Sur l’absence de décision de prise en charge de l’accident au titre de la législation professionnelle, la société souligne qu’elle a uniquement été destinataire d’une notification de prise en charge du décès, sans décision préalable concernant la nature de l’accident.
Elle affirme que le courrier d’information transmis dans le cadre de l’instruction indiquait pourtant qu’elle serait destinataire d’une décision, portant sur le caractère professionnel de l’accident, au plus tard le 15 décembre 2022 et qu’à l’inverse, elle n’a jamais été informée de ce qu’une décision concernant le décès devait intervenir. Elle ajoute que l’enquête est d’ailleurs libellée de “Enquête administrative accident du travail / trajet”. Elle fait remarquer que la manière dont l’instruction a été menée laisse penser que la caisse n’a pas dissocié le malaise dont a été victime son salarié, de son décès et ce, sans rapporter la preuve d’un lien de causalité entre ces deux évènements.
Sur l’origine professionnelle de l’accident et du décès, la requérante soutient que l’accident et le décès sont dus à une cause totalement étrangère au travail, à savoir, une malformation cardiaque congénitale. Elle conteste ainsi la qualification d’accident mortel et argue de ce que la caisse aurait dû traiter distinctement le malaise du décès.
Elle argue de ce que la soeur de la victime, interrogée par l’agent enquêteur et contactée par le directeur de l’usine, a indiqué que le décès de son frère était due à une rupture de l’aorte, pathologie génétique à l’origine du décès de plusieurs membres de leur famille, et objet de la prescription d’un traitement. Elle souligne qu’en dépit de cette information, la caisse n’a procédé à aucune investigation médicale.

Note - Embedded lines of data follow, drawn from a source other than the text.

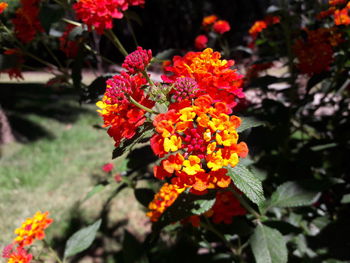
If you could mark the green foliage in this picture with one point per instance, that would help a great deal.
(268, 245)
(292, 194)
(245, 181)
(82, 239)
(97, 188)
(133, 251)
(144, 132)
(186, 204)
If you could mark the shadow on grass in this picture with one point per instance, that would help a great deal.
(107, 234)
(20, 101)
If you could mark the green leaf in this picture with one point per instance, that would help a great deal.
(97, 188)
(76, 73)
(187, 204)
(145, 131)
(245, 181)
(49, 14)
(81, 239)
(249, 122)
(284, 227)
(133, 251)
(291, 194)
(144, 195)
(323, 147)
(266, 81)
(268, 245)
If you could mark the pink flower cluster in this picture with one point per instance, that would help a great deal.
(137, 61)
(100, 13)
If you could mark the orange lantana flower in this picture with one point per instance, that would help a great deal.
(166, 196)
(3, 6)
(200, 140)
(213, 75)
(33, 228)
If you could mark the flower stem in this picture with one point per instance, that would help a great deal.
(144, 73)
(115, 40)
(133, 101)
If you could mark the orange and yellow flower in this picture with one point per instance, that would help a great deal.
(33, 228)
(213, 75)
(209, 20)
(165, 197)
(121, 116)
(16, 255)
(201, 140)
(99, 14)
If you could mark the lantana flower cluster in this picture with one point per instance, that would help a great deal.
(32, 229)
(26, 21)
(315, 53)
(214, 76)
(3, 6)
(99, 14)
(201, 140)
(260, 25)
(339, 9)
(196, 138)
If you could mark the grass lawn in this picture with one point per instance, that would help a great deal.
(56, 162)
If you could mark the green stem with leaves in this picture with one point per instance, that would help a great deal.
(246, 205)
(212, 229)
(133, 101)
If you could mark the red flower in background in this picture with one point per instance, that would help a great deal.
(260, 25)
(341, 17)
(108, 167)
(69, 47)
(213, 75)
(118, 113)
(221, 26)
(315, 54)
(137, 61)
(201, 42)
(3, 6)
(100, 13)
(26, 21)
(16, 71)
(225, 208)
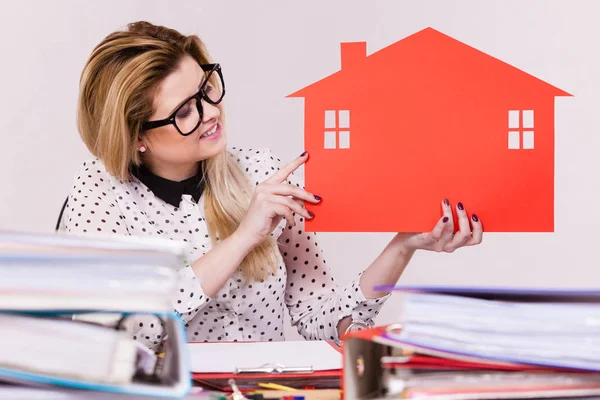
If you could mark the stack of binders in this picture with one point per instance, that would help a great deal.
(51, 284)
(480, 343)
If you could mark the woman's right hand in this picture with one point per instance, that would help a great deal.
(273, 200)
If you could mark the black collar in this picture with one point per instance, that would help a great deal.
(167, 190)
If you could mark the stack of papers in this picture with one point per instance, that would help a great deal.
(50, 283)
(546, 334)
(458, 343)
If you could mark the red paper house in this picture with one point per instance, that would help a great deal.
(427, 118)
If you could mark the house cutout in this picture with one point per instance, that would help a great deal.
(390, 135)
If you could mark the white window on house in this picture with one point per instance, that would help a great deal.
(337, 129)
(520, 129)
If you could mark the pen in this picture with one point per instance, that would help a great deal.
(275, 386)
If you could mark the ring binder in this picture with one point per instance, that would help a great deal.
(274, 369)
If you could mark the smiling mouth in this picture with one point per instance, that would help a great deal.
(210, 132)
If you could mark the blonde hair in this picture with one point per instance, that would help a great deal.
(116, 93)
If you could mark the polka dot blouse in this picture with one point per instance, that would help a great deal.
(303, 284)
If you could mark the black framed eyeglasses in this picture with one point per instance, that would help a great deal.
(187, 117)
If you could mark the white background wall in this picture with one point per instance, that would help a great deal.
(269, 49)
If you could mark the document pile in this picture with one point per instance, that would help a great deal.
(482, 343)
(50, 286)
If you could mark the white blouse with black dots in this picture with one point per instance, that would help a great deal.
(102, 204)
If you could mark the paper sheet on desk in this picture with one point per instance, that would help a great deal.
(226, 357)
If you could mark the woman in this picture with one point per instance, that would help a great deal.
(150, 111)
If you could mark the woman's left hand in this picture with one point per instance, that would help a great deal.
(442, 238)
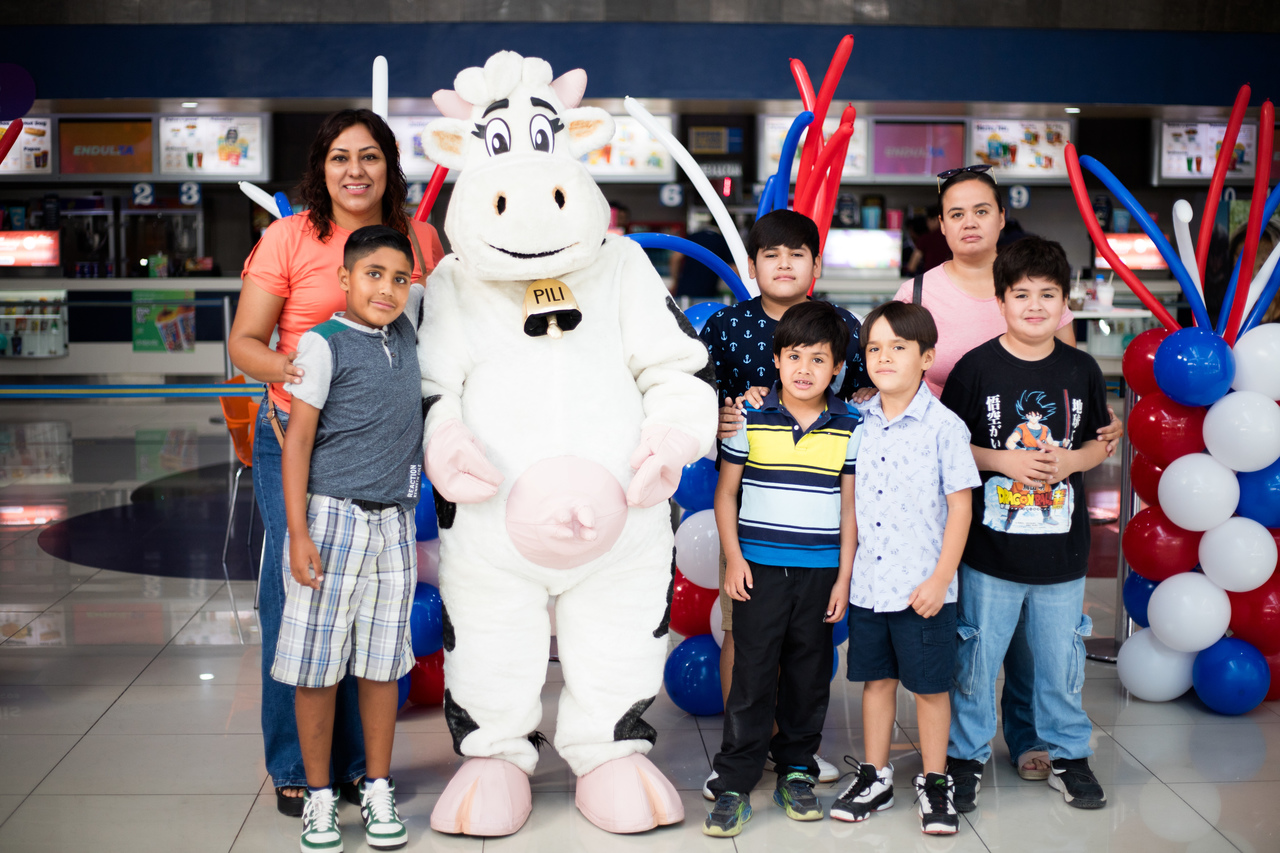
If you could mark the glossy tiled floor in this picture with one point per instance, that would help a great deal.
(129, 712)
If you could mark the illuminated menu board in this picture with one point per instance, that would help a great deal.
(918, 149)
(211, 146)
(408, 137)
(632, 155)
(1020, 147)
(32, 153)
(87, 146)
(1189, 150)
(773, 132)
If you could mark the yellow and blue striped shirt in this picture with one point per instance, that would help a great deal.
(790, 512)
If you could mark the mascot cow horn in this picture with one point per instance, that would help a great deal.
(565, 395)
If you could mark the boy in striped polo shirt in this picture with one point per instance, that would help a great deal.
(789, 552)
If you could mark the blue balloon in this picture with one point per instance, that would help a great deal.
(700, 313)
(1194, 366)
(691, 676)
(652, 240)
(424, 514)
(402, 692)
(1260, 495)
(696, 489)
(1232, 676)
(426, 620)
(840, 630)
(1137, 593)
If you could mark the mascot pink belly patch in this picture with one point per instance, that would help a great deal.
(563, 400)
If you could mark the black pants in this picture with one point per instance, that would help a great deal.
(781, 671)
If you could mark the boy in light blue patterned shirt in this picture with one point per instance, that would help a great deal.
(913, 505)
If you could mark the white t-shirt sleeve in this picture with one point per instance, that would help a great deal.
(316, 363)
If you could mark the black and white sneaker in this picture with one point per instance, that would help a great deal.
(935, 794)
(1077, 781)
(869, 792)
(967, 776)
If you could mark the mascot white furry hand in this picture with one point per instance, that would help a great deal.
(565, 393)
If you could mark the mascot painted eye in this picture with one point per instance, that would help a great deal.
(540, 133)
(497, 137)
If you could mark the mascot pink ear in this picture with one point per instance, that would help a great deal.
(570, 87)
(451, 104)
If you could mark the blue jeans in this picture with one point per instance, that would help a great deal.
(279, 724)
(990, 612)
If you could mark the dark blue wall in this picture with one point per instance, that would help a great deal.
(649, 60)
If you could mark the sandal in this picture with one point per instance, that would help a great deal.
(1033, 765)
(289, 806)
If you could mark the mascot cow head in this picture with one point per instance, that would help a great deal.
(524, 206)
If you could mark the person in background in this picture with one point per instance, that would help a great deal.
(289, 284)
(960, 293)
(931, 245)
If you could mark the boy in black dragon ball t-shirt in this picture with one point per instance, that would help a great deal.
(1033, 406)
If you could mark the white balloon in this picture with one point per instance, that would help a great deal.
(1238, 555)
(1242, 430)
(1151, 670)
(698, 550)
(717, 623)
(429, 562)
(1197, 492)
(1257, 361)
(1188, 612)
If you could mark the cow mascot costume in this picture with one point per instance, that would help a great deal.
(565, 393)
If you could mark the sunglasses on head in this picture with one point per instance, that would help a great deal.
(982, 168)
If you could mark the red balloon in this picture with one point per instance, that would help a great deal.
(1139, 361)
(1157, 548)
(426, 680)
(1274, 665)
(1164, 430)
(691, 607)
(1144, 475)
(1256, 616)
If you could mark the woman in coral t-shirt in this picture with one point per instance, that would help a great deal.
(961, 297)
(291, 284)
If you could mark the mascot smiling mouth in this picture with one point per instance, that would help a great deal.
(529, 256)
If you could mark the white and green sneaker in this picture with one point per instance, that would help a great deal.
(320, 831)
(384, 830)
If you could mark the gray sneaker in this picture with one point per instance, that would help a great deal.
(384, 830)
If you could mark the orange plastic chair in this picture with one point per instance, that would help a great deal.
(240, 415)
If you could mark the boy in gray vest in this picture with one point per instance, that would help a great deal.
(352, 470)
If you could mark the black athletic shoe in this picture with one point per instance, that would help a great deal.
(1077, 781)
(935, 796)
(795, 796)
(967, 776)
(728, 815)
(869, 792)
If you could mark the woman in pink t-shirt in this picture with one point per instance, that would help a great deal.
(961, 296)
(291, 283)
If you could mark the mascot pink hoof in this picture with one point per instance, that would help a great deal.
(629, 794)
(487, 797)
(565, 511)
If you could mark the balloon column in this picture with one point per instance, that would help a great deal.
(1207, 438)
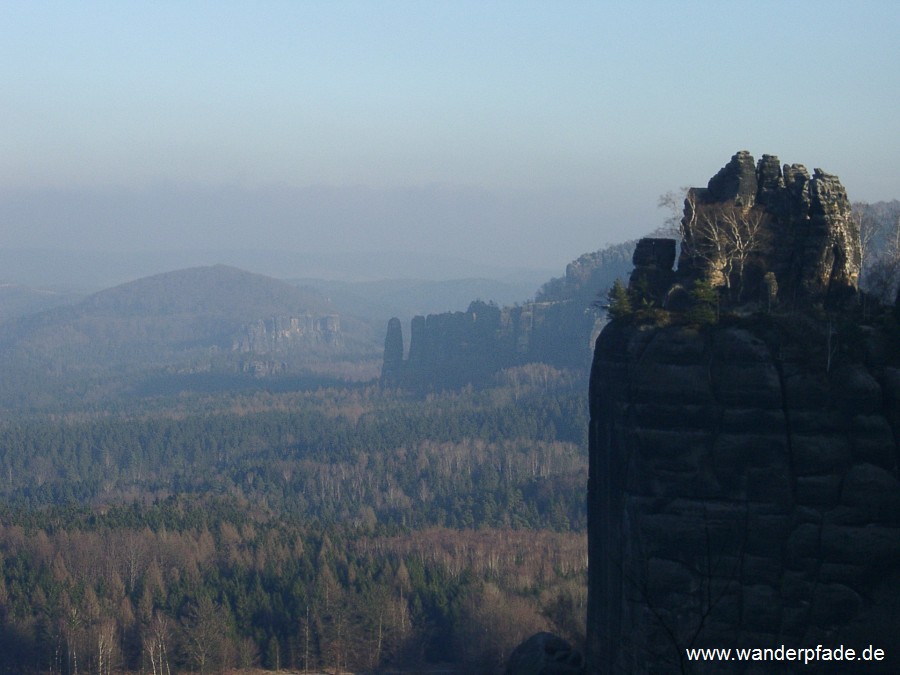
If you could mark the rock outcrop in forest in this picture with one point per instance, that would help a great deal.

Elle entend également se prévaloir du fait que l’état de santé du salarié s’est dégradé en dehors des temps et lieu de travail, et que son décès est intervenu plusieurs heures après son départ de l’entreprise. Elle expose que le salarié a, dans un premier temps, été pris en charge par les [17] de l’entreprise, qui ont expliqué la situation au médecin régulateur du [15], lequel a recommandé que le salarié rentre à son domicile. Elle ajoute qu’au vu de l’état de fébrilité de Monsieur [Y] [W], l’une de ses collègues a pris l’initiative d’appeler son père, médecin au centre médical de [Localité 16], qui lui a demandé de conduire la victime à son cabinet, puis a contacté le [15] afin que ce dernier soit transporté en urgence à l’hôpital. Elle précise que le salarié est finalement décédé, à 21h15, aux urgences.
La [Adresse 10], représentée, a sollicité du tribunal qu’il :
déboute la SAS [14] de l’ensemble de ses demandes ; dise que la notification de prise en charge du 7 décembre 2022 est opposable à la SAS [14] ; subsidiairement, dise que la requérante assumera la charge des frais d’expertise ; en tout état de cause, déboute la SAS [14] de sa demande en paiement des frais irrépétibles et la condamne aux dépens.
Sur le respect du principe du contradictoire, la caisse soutient que la procédure est régulière. Elle rappelle que la commission médicale de recours amiable est dépourvue de tout caractère juridictionnel et que les exigences du procès équitable, parmi lesquelles le principe du contradictoire, ne s’appliquent pas aux recours préalables obligatoires. Elle affirme que le défaut de transmission du rapport médical au médecin mandaté par l’employeur ne constitue donc pas une violation du principe du contradictoire. Elle souligne par ailleurs que la Cour de cassation s’est expressément prononcée sur la question, et a considéré que ce défaut de communication ne peut être sanctionné par l’inopposabilité de la décision de prise en charge, et ce quel que ce soit l’objet du litige.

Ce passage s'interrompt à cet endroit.